Coinbase Threatens CLARITY Act Pullback Amid Stablecoin Clash

Coinbase, one of the largest U.S.-based cryptocurrency exchanges, is signaling it may withdraw support for the CLARITY Act if proposed provisions restrict its stablecoin reward programs. The warning comes as U.S. lawmakers prepare to mark up the bill this week, setting up a high-stakes confrontation between regulators and a major industry player. For Coinbase, these incentives are not a side feature but a core pillar of its business model, particularly during periods when trading volumes soften.
At the center of the dispute is USD Coin (USDC), the dollar-backed stablecoin issued by Circle, in which Coinbase holds a minority stake. Coinbase earns revenue from the interest generated on reserves backing USDC and redistributes part of that income to users through rewards, including roughly 3.5% for Coinbase One subscribers. These incentives encourage customers to keep funds on the platform, creating a steady revenue stream even in slower markets. According to estimates cited by Bloomberg, stablecoin-related income could reach as much as $1.3 billion for Coinbase in 2025.
The policy battle hinges on how regulators classify these rewards. Lawmakers and banking lobbyists argue that yield-bearing stablecoins resemble traditional savings products and should be regulated accordingly. Banks warn that allowing crypto platforms to offer yield could siphon deposits away from the traditional system, reducing funds available for loans to households and small businesses. Supporters of stricter rules believe the CLARITY Act could bring long-overdue structure to the digital asset market, including clearer definitions for stablecoins and investor protections.
Coinbase and other crypto advocates strongly disagree, insisting that treating stablecoin rewards like bank interest would stifle innovation and weaken U.S. competitiveness. They argue that crypto-native incentives require a tailored framework rather than being forced into legacy financial rules. In Coinbase’s view, overly restrictive regulation could push users toward offshore platforms, undermining the very consumer protections lawmakers aim to strengthen. This clash reflects a broader tension between fostering innovation and enforcing oversight in fast-moving financial technology.
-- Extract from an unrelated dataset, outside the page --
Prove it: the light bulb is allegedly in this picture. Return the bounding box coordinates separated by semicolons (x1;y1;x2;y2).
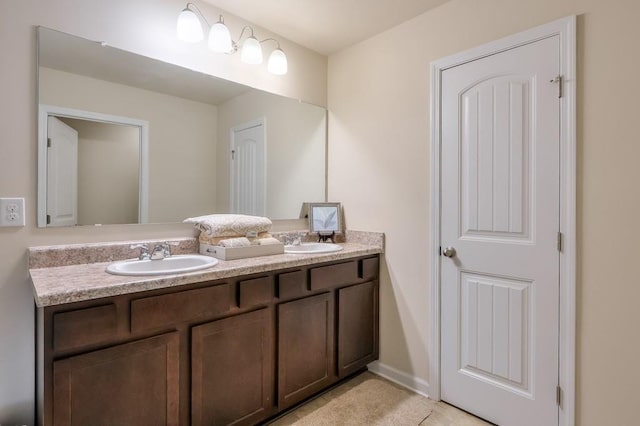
267;48;288;75
241;36;263;64
176;8;204;43
208;21;233;53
The timing is critical. The CLARITY Act is expected to be reviewed by the Senate Banking Committee, and its final language will shape the future of U.S. crypto policy. While the bill seeks to clarify categories such as digital commodities, investment contracts, and payment stablecoins, it also signals Congress’s growing interest in comprehensive stablecoin oversight. Coinbase’s threat to pull support is widely seen as a strategic move, highlighting how vital reward programs have become for regulated exchanges operating within the U.S. market.
Behind the scenes, Coinbase is reportedly assessing whether the final legislation will allow it to continue offering rewards while staying compliant with U.S. law. Insiders speaking to Bloomberg suggest the company is prepared to adjust its public stance depending on the outcome. The unfolding debate underscores the stakes involved: decisions made in Washington could determine whether stablecoins become a mainstream financial tool under U.S. regulation or whether innovation shifts elsewhere.